The recurrence rate in the current study was 15.3%. However, because only 18 patients in our study were followed longer than 24 months, longer follow-up time is required to accurately reflect the survival prognosis. In the current literature, recurrence rate in 5-year follow-up was about 50 to 80%. Despite of the application of updated techniques and supported tools, there was not much improvement in limiting recurrence.14 Therefore, a multidisciplinary approach to recurrence is important to prolong posthepatectomy survival.15

This is only a retrospective observation of short-term outcomes of the current technique of hepatectomy on a limited number of patients. A longer follow-up time and a control group is required in future study to clarify the potential benefits of Sonastar system and Takasaki technique.

Conclusions

Hepatectomy using Takasaki technique with Sonastar ultrasonic aspiration system is safe, effective, allowing an anatomical resection with sufficient safety margin and resulting in low complication rates (liver failure, biliary leakage) and good survival outcomes.

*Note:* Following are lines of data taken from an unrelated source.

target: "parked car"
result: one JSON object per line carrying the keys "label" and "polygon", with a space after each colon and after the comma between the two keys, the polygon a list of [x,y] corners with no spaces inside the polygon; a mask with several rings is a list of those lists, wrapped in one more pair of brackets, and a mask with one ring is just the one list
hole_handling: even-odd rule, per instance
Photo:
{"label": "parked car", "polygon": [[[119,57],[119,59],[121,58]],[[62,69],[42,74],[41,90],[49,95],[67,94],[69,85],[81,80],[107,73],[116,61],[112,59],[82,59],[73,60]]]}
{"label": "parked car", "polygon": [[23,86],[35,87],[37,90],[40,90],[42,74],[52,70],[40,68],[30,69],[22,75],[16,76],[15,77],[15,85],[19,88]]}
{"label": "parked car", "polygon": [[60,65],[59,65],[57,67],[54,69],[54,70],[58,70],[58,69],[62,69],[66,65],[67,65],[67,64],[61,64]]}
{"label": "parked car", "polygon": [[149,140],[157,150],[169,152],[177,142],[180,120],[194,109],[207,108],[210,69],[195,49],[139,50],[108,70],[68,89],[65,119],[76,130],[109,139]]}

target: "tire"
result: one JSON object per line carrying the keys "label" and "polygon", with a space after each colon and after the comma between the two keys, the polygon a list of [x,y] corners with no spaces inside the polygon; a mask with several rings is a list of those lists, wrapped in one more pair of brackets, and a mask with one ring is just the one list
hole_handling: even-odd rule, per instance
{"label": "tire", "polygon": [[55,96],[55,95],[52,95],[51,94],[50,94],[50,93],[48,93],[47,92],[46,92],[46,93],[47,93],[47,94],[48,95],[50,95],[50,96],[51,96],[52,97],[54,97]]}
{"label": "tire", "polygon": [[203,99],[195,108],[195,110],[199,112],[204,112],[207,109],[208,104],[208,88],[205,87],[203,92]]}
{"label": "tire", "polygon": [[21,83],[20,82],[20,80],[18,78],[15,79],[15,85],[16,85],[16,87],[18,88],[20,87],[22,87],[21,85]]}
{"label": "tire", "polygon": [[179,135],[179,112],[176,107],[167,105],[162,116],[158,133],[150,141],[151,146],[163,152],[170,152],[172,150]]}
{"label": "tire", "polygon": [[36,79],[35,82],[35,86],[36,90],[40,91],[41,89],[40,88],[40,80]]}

Ethics Approval and Consent to Participate

This study has been reviewed by the Ethics Committee of Hue Central Hospital; all procedures performed in studies involving human participants were conducted according to the ethical standards of the institutional research committee and with the 1964 Helsinki Declaration and its later amendments or comparable ethical standards.

Consent for Publication

Written informed consent for publication of the clinical details were obtained from each patient.

Author Contributions

All authors made a significant contribution to the work reported, whether that is in the conception, study design, execution, acquisition of data, analysis and interpretation, or in all these areas; took part in drafting, revising or critically reviewing the article; gave final approval of the version to be published; have agreed on the journal to which the article has been submitted; and agree to be accountable for all aspects of the work.

Funding

There is no funding to report.

Disclosure

The authors declare that they have no competing interests.